In 1916, the Town acquired the old schoolhouse at the southeast corner of old Connecticut Avenue and Mitchell Street. The fire department was moved to new quarters in the basement of this building. Other parts of the building were used as an armory and a movie house. In 1918, after World War I, Eugene J.C. Raney became active with the volunteer fire company. He organized a fireman’s club for the benefit of the volunteer firefighters. The club used the quarters at the old school building, and pool tables and card tables were acquired for the club members to use.
Shortly after this the old schoolhouse caught fire. The Mayor at the time refused to allow the volunteer firefighters to plug into the water system to put out the fire, wishing to hold the water in reserve in case nearby houses caught fire. The D.C. Fire Department responded, but little could be done due to the poor water supply.
Many of the volunteer firefighters were angered by the Mayor’s decision not to try and save the old schoolhouse. Some felt the Mayor and Council wanted it to burn down.

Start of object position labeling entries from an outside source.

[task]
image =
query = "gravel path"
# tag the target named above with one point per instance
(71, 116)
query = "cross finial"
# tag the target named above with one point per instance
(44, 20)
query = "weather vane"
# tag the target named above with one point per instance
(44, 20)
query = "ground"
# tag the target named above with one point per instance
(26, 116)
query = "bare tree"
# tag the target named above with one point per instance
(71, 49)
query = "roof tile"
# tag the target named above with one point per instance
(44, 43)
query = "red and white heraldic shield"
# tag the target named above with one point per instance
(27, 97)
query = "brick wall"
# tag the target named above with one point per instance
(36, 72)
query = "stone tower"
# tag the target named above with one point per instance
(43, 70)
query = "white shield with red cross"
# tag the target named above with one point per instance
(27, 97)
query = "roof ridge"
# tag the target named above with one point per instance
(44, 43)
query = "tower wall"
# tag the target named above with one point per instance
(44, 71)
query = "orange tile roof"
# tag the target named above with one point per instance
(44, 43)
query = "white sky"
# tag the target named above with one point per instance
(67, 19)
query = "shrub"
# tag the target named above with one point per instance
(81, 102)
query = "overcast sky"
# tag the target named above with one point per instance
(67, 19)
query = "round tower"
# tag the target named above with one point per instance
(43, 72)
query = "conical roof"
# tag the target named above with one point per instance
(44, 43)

The fire department moved to new temporary quarters in a garage owned by Porter McKeever, which is now the site of the St. Paul’s Methodist Church rectory. The Town received insurance money for the loss of the schoolhouse. This was eventually used to purchase a 1922 Ford truck with a Waterous pump, only the second piece of motorized fire apparatus in the County.
Friction between the volunteer firefighters and the town government continued. The Town owned the fire truck, and appointed the Fire Marshall, who was in essence the chief of the department. The volunteers wished to train with the truck, and a plan was agreed on with the Council that the Fireman’s Club members could train once a week on the truck under the supervision of the Fire Marshall.
The use of the fire truck for training was not the only issue the volunteers had with the Town government. Another issue was the use of the truck outside of the town limits. The firefighters were not able to take the truck outside of city limits unless they had special orders from the mayor. They would not be able to respond to a fire in Garrett Park, for example, unless the Mayor approved it. Many of the volunteers felt this was not right and that it left their friends and neighbors outside of the city unprotected.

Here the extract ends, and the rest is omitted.